Frozen Eggs

Two months ago I turned 33, 2 years before 35- when pregnancies officially become high risk. I’ve always wanted kids and I’ve always planned to have them. But, the planning is looking a little different these days because at the moment I’m not planning with a husband., I’m now faced with the possibility of planning with a doctor.

There is so much conversation now around women waiting later to marry and using unconventional methods to have kids. I think about it all the time. “Freezing your eggs is like insurance- just in case.” I can’t tell you how many times I’ve heard that. Then, on the other hand, I think- “There are plenty of women who get pregnant after 35. In fact, I know women in their early 30’s that are struggling.
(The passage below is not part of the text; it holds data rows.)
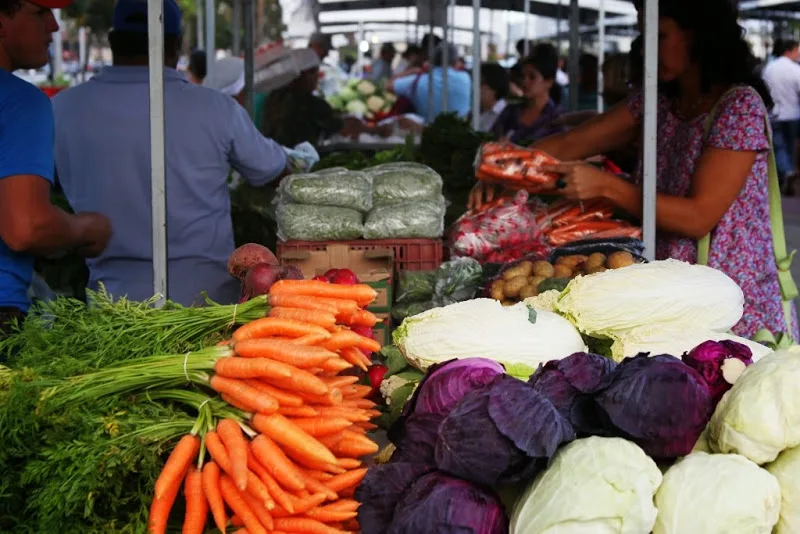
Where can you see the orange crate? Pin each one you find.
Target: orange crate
(409, 254)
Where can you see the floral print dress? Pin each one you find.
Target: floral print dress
(741, 243)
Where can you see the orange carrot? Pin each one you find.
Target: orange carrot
(295, 441)
(283, 351)
(240, 507)
(346, 480)
(317, 317)
(252, 368)
(176, 466)
(244, 394)
(233, 438)
(212, 492)
(196, 503)
(321, 426)
(272, 326)
(361, 293)
(305, 526)
(283, 397)
(272, 458)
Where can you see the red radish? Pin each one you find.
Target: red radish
(248, 255)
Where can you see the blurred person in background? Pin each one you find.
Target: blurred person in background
(198, 66)
(494, 91)
(30, 225)
(103, 163)
(782, 76)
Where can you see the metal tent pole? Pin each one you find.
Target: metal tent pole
(476, 64)
(155, 32)
(649, 127)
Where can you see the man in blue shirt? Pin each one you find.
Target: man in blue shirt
(29, 224)
(103, 162)
(459, 87)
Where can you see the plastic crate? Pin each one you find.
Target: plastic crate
(409, 254)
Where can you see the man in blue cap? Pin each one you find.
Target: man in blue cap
(29, 224)
(103, 164)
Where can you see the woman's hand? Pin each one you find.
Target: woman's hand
(581, 181)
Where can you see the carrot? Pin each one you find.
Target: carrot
(251, 368)
(176, 466)
(283, 351)
(305, 526)
(233, 438)
(295, 441)
(239, 505)
(211, 489)
(196, 503)
(244, 394)
(361, 293)
(346, 480)
(272, 326)
(301, 381)
(283, 397)
(298, 411)
(317, 317)
(321, 426)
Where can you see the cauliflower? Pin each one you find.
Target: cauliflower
(366, 88)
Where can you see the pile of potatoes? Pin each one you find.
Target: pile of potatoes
(524, 279)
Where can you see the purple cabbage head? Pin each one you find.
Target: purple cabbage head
(707, 359)
(446, 505)
(658, 402)
(570, 384)
(500, 434)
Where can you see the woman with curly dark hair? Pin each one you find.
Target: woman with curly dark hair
(713, 156)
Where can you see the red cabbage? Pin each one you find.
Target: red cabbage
(440, 504)
(658, 402)
(570, 384)
(501, 434)
(707, 359)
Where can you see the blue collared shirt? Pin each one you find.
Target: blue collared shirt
(103, 164)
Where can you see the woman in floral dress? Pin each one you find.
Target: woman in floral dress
(707, 182)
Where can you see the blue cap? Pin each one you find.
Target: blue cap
(131, 16)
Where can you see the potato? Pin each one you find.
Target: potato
(523, 269)
(496, 291)
(528, 292)
(562, 271)
(543, 268)
(620, 259)
(513, 286)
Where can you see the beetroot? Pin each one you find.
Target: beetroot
(248, 255)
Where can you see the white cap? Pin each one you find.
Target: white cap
(227, 76)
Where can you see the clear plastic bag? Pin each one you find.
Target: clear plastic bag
(318, 223)
(396, 183)
(505, 230)
(409, 220)
(338, 189)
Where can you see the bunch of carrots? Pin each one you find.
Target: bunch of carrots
(287, 458)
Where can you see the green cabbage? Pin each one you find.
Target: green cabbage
(717, 494)
(593, 486)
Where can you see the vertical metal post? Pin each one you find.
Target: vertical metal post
(155, 32)
(237, 27)
(249, 16)
(574, 53)
(649, 127)
(476, 64)
(601, 54)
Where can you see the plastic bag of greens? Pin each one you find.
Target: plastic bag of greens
(421, 220)
(456, 281)
(341, 189)
(415, 286)
(398, 183)
(318, 223)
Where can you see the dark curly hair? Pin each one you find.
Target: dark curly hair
(719, 46)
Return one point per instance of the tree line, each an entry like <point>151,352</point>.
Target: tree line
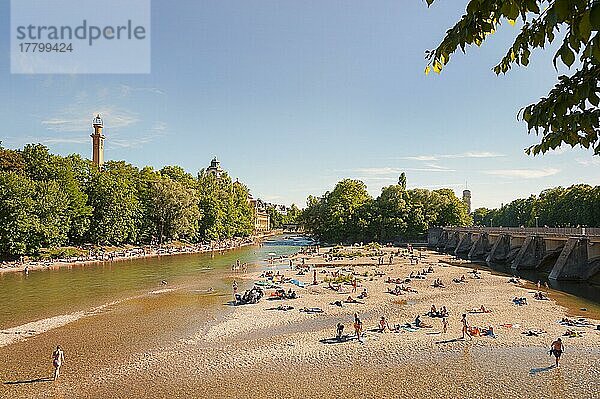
<point>578,205</point>
<point>47,200</point>
<point>348,214</point>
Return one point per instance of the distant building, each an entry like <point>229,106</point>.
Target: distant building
<point>214,168</point>
<point>467,199</point>
<point>262,220</point>
<point>98,142</point>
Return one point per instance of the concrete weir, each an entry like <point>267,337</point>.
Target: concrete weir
<point>526,248</point>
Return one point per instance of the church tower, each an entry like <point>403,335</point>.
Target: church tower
<point>98,142</point>
<point>467,199</point>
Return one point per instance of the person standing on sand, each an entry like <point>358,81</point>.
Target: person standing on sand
<point>357,327</point>
<point>234,286</point>
<point>465,326</point>
<point>58,356</point>
<point>557,348</point>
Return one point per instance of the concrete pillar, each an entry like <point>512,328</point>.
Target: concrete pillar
<point>433,236</point>
<point>500,249</point>
<point>443,240</point>
<point>530,254</point>
<point>480,247</point>
<point>572,264</point>
<point>464,244</point>
<point>453,238</point>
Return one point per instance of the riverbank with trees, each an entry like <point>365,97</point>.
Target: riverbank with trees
<point>51,201</point>
<point>349,214</point>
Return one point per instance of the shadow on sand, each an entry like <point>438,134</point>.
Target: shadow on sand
<point>538,370</point>
<point>448,341</point>
<point>43,379</point>
<point>334,340</point>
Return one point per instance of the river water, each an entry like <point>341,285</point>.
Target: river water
<point>52,292</point>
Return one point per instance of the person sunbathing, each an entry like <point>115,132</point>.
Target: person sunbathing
<point>420,324</point>
<point>433,311</point>
<point>396,291</point>
<point>540,296</point>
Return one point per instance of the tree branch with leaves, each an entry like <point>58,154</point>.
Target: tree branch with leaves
<point>570,113</point>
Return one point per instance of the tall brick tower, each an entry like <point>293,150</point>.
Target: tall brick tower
<point>98,142</point>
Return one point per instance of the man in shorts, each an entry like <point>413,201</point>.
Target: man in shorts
<point>557,348</point>
<point>58,356</point>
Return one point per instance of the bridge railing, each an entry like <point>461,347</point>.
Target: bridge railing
<point>548,231</point>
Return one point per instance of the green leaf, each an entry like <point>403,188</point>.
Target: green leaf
<point>567,55</point>
<point>585,27</point>
<point>595,16</point>
<point>562,8</point>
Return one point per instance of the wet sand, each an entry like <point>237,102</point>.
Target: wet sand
<point>186,343</point>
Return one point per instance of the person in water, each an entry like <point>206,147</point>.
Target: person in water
<point>58,356</point>
<point>557,348</point>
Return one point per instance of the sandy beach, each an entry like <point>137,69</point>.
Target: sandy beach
<point>175,344</point>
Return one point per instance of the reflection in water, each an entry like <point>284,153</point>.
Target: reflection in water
<point>573,295</point>
<point>51,292</point>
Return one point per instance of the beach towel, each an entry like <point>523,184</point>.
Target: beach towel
<point>298,283</point>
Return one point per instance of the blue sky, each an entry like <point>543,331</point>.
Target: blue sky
<point>293,96</point>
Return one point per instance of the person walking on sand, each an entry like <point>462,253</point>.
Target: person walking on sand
<point>557,348</point>
<point>465,327</point>
<point>357,327</point>
<point>58,356</point>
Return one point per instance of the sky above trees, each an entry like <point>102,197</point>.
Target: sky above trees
<point>295,96</point>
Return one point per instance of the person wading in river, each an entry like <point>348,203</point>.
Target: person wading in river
<point>557,348</point>
<point>58,356</point>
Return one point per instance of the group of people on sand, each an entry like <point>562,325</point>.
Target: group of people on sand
<point>434,312</point>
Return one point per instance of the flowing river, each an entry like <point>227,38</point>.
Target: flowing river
<point>48,293</point>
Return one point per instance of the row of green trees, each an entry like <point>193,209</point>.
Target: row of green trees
<point>48,200</point>
<point>349,214</point>
<point>279,219</point>
<point>578,205</point>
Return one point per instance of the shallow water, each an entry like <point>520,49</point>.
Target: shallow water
<point>582,299</point>
<point>51,292</point>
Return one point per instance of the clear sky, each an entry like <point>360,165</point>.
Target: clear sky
<point>294,95</point>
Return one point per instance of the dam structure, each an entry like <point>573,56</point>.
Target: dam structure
<point>568,254</point>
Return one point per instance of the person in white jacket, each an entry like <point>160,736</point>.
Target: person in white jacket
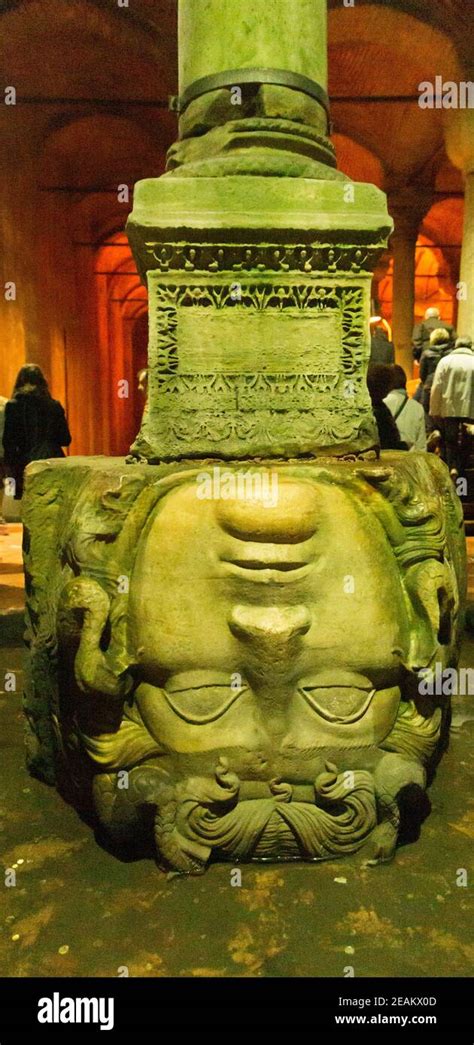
<point>452,400</point>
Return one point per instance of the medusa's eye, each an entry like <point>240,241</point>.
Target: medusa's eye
<point>199,701</point>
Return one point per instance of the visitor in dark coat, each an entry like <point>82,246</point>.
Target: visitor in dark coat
<point>381,349</point>
<point>379,384</point>
<point>36,425</point>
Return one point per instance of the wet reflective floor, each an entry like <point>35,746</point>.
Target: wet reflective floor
<point>76,910</point>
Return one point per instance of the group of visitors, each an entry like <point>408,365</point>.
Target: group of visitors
<point>439,417</point>
<point>441,414</point>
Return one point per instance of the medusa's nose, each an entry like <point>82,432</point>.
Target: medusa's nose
<point>276,511</point>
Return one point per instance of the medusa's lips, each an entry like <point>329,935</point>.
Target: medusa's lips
<point>339,703</point>
<point>274,562</point>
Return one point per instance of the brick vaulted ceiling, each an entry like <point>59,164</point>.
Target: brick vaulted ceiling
<point>93,80</point>
<point>124,60</point>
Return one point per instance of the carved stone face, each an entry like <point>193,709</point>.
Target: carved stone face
<point>271,630</point>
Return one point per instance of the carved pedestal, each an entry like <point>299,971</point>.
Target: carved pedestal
<point>259,303</point>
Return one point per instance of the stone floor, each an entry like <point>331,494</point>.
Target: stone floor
<point>77,910</point>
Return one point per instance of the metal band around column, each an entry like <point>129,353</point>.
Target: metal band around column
<point>235,77</point>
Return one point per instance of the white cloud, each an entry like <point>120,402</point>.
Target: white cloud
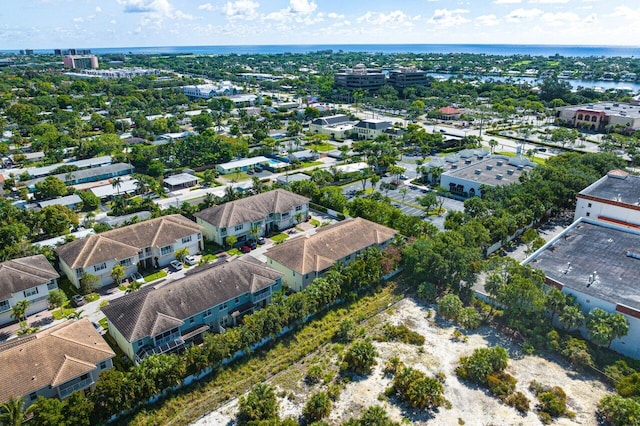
<point>523,14</point>
<point>626,12</point>
<point>560,19</point>
<point>394,19</point>
<point>448,18</point>
<point>591,19</point>
<point>241,9</point>
<point>158,8</point>
<point>488,20</point>
<point>207,6</point>
<point>304,7</point>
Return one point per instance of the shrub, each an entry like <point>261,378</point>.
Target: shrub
<point>259,404</point>
<point>519,401</point>
<point>450,306</point>
<point>552,401</point>
<point>501,384</point>
<point>416,389</point>
<point>481,363</point>
<point>469,318</point>
<point>401,333</point>
<point>427,292</point>
<point>576,350</point>
<point>317,407</point>
<point>619,411</point>
<point>314,374</point>
<point>361,357</point>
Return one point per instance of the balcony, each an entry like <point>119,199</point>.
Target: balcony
<point>65,391</point>
<point>169,346</point>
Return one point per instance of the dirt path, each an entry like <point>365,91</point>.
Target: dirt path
<point>470,405</point>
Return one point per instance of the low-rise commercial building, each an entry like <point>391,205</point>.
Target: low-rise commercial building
<point>597,263</point>
<point>614,198</point>
<point>598,116</point>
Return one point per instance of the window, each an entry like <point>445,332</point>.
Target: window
<point>30,292</point>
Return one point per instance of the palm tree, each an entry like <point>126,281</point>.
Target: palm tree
<point>13,413</point>
<point>19,310</point>
<point>116,183</point>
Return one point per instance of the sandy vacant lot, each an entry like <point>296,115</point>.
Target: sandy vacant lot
<point>470,406</point>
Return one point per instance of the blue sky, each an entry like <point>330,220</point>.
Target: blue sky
<point>45,24</point>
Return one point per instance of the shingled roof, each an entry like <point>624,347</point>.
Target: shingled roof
<point>252,208</point>
<point>123,243</point>
<point>318,252</point>
<point>50,358</point>
<point>27,272</point>
<point>153,310</point>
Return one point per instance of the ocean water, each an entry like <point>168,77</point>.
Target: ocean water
<point>489,49</point>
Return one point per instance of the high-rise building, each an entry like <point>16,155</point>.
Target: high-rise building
<point>360,77</point>
<point>407,77</point>
<point>81,61</point>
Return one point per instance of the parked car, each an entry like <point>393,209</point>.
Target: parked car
<point>137,277</point>
<point>79,300</point>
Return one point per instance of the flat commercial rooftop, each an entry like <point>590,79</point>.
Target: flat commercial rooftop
<point>586,246</point>
<point>616,186</point>
<point>492,171</point>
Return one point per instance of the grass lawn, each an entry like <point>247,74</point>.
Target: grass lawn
<point>92,297</point>
<point>278,238</point>
<point>155,276</point>
<point>104,323</point>
<point>311,163</point>
<point>238,176</point>
<point>323,147</point>
<point>62,312</point>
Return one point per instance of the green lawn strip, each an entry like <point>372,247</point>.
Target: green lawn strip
<point>155,276</point>
<point>61,313</point>
<point>311,163</point>
<point>188,404</point>
<point>323,147</point>
<point>92,297</point>
<point>278,238</point>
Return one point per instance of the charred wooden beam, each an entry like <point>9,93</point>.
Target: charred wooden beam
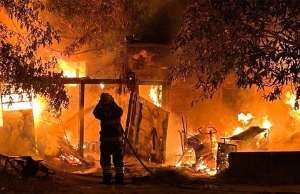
<point>87,80</point>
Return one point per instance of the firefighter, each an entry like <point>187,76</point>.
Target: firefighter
<point>111,138</point>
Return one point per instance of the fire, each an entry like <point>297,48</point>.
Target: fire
<point>156,95</point>
<point>290,99</point>
<point>266,123</point>
<point>245,119</point>
<point>238,130</point>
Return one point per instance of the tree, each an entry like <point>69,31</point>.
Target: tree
<point>95,25</point>
<point>22,70</point>
<point>256,41</point>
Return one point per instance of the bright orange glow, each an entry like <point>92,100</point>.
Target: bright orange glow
<point>238,130</point>
<point>245,119</point>
<point>72,69</point>
<point>266,123</point>
<point>156,95</point>
<point>290,99</point>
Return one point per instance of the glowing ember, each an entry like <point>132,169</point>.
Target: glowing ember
<point>238,130</point>
<point>290,99</point>
<point>266,123</point>
<point>245,119</point>
<point>156,95</point>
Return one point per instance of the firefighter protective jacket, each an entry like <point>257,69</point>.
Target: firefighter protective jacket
<point>110,117</point>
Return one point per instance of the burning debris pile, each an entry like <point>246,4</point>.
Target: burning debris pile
<point>67,153</point>
<point>204,153</point>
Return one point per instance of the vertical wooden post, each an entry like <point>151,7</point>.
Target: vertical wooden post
<point>81,118</point>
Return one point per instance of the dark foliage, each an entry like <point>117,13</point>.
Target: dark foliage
<point>256,41</point>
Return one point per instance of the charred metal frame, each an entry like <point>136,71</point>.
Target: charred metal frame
<point>82,82</point>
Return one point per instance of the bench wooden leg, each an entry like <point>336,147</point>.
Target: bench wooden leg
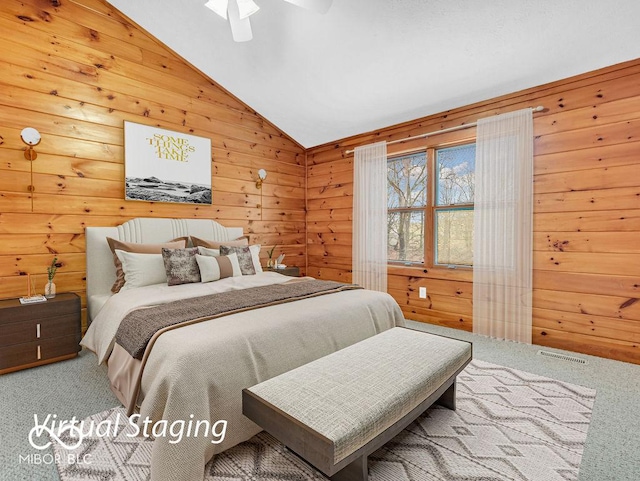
<point>448,398</point>
<point>355,471</point>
I believe that it is God that opens wombs and closes them. I also believe that God gives us wisdom and science as well. To be honest I struggle the most with the idea of having my eggs outside my body. Literally. Call me strange, but I’m paranoid and feel like I don’t know what they are going to do with my eggs once they take them out.

When I weigh the decision in my natural mind, I’m of the opinion that even if I freeze them the success rate isn’t high. Most people freeze upwards of 20 eggs to have one or two make it through the defrosting process (embryo’s freeze better than individual eggs). Then there is the toll it takes on your body (the hormonal changes that you go through). You also have to count the costs associated with freezing them until you’re ready to use them… So many things consider.

Then spiritually, I consider that again, it is the Lord who opens and closes a womb, I remember how many women in the bible were considered to be barren until God moved on their behalf and they became pregnant. I still believe in modern-day miracles.

I don’t have the answer. And as I write this I still haven’t made up in my mind what I’m going to do. However, what I do know is that I am going to examine the motive of my heart behind every decision. If I freeze my eggs is it out of fear? Fear that God won’t come through for me? Fear that he isn’t still working miracles? Fear that if I’m not supposed to have kids and that’s what I’ve always wanted are his plans still not better than my best dreams?

Am I making the choice out of wisdom? Recognizing that God gave us science. And that at the end of the day he is STILL the God that opens and closes wombs. So if I’m meant to have a baby he will provide that to me whether naturally, through IVF or adoption.